A few months later The Age also commented – “But nothing can shake Streeton’s position in Australian art. He established an ideal of beauty hitherto unthought of in his country. At his best he is an impressionist in the truest sense of the word: a realist, with an intense receptiveness for the beauty of his surroundings, and on this account Australia will ever owe him a debt of gratitude.”

Maybe these messages were received in England for in the following year Arthur, Nora and their son Charles returned to Australia and purchased five acres (two hectares) of land at Olinda in the Dandenongs on which they built a house designed by Arthur in 1924. They named the property Longacres.

When the government decided that a war memorial would be appropriate for Melbourne, in 1922 a competition was arranged which attracted 83 designs.

Arthur prepared a drawing of his suggestion which comprised a 200 feet high stone shaft which could be seen from around Melbourne. He was not successful but the winning entry, a Shrine of Remembrance designed by two returned-soldier architects was constructed over a seven-year construction period and opened in 1934 by the Duke of Gloucester, son of King George V.

In 1927 the Streetons moved back into Melbourne acquiring a house in Grange Road, Toorak whilst retaining their property at Olinda.

Arthur continued painting and in 1928 won the prestigious Wynne Prize of the Art Gallery of NSW with his work Afternoon Light, Goulburn Valley.
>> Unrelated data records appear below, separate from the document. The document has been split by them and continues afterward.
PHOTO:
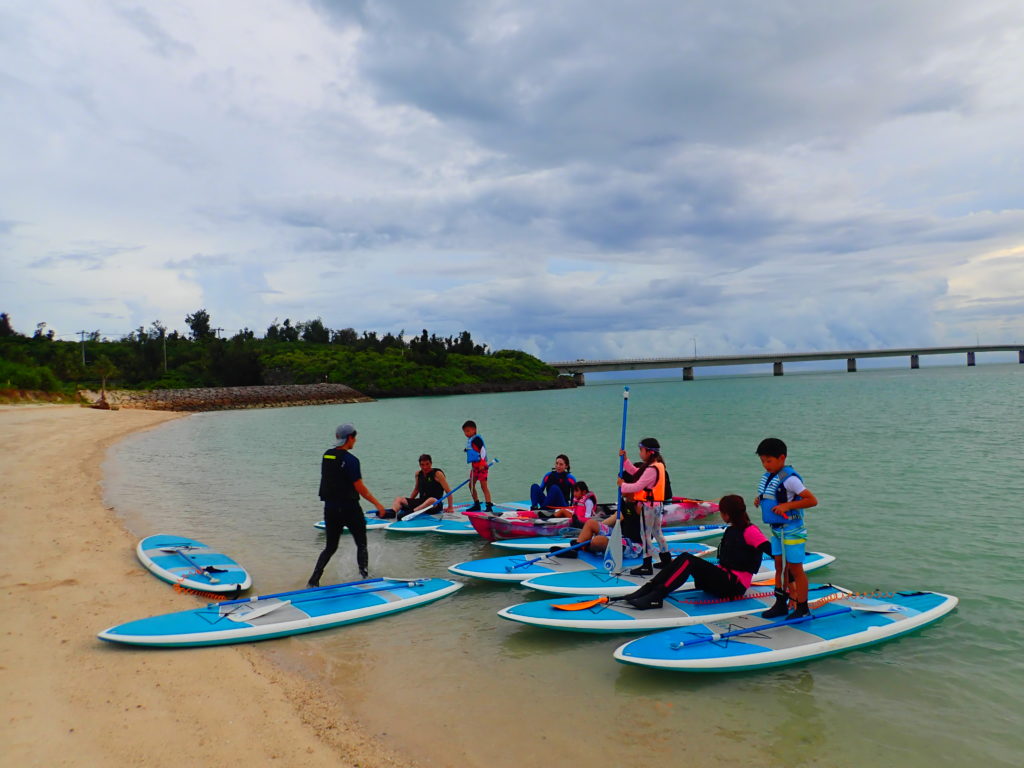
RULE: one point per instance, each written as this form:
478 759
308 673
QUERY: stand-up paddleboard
177 559
281 614
751 642
601 582
678 609
373 523
519 567
545 543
He also was engaged by The Argus newspaper in Melbourne as the paper’s art critic.

Arthur arranged exhibitions of his works both in Australia and abroad – in 1923 he had an exhibition in New York. His financial situation improved markedly with the popularity of his work and he became recognised as a significant Australian artist.
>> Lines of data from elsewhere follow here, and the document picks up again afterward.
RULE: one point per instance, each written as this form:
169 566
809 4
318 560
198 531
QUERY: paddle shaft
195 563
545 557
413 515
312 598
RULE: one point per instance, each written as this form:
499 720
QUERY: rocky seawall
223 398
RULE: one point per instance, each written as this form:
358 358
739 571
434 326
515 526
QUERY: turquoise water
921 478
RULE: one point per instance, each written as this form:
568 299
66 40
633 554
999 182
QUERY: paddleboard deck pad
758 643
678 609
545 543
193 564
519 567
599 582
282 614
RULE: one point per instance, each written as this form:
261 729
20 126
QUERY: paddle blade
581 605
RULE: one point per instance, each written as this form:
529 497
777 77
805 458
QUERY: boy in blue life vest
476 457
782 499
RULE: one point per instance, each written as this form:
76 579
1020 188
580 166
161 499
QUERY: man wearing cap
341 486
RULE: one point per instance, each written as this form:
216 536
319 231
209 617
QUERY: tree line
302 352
Prior to an exhibition in Brisbane in 1931 the local Brisbane Courier commented “No one before him had translated to canvas the peculiar blue tint of our skies, and none excelled in suggesting the effect of distance. Through Streeton Australians discovered their country, suddenly, as if by revelation. There is no retiring age among artists. Streeton is now 64, and is as active and vigorous as a man of 50. He is writing as well as painting, being the art critic on the Melbourne Argus.“

In 1937 Arthur was knighted for services to the arts. Norah, Lady Streeton, died in the following year, after which Arthur took up permanent residence at Longacres at Olinda.

Sir Arthur Streeton died in September 1943 and was buried at the Ferntree Gully Cemetery.